Glen's friend Andre is a big strong guy. Andre will not allow anyone to harm Glen. Glen enjoys teasing people. In fact, Glen's marginal benefit of teasing people is given by: MB(Q) = 75 - 10Q. Generally, people do not enjoy Glen teasing them

Thus, they retaliate to Glen's teasing. Without Andre around to protect Glen from the retaliation, Glen's marginal cost of teasing people is MC(Q) = 20Q due to the retaliation. However, with Andre around, Glen perceives his marginal costs of teasing to always be zero as no one will retaliate with Andre around. This is because Andre will step in to protect Glen from retaliation. Without Andre around, what is Glen's choice for teasing? How much does Glen increase teasing when Andre's around? Is Glen's behavior characteristic of a moral hazard or adverse selection?

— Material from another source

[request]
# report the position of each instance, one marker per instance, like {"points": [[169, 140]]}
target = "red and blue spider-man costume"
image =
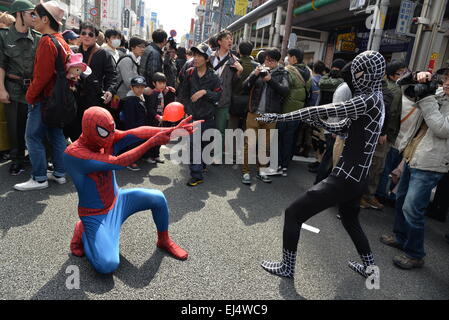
{"points": [[91, 161]]}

Without Andre around, Glen will set: MB(Q) = MC(Q) ? 75 - 10Q = 20Q ? Q = 2.5. If Andre is present, Glen sets: MB(Q) = 0 ? 75 - 10Q = 0 ? Q = 7.5. Thus, Glen increases his teasing activities by 5 units. In this scenario, Andre is like an insurance policy for Glen. When Glen has his "insurance," he increases the activity that triggers payment by the insurer. Thus, Glen's behavior is characteristic of a moral hazard.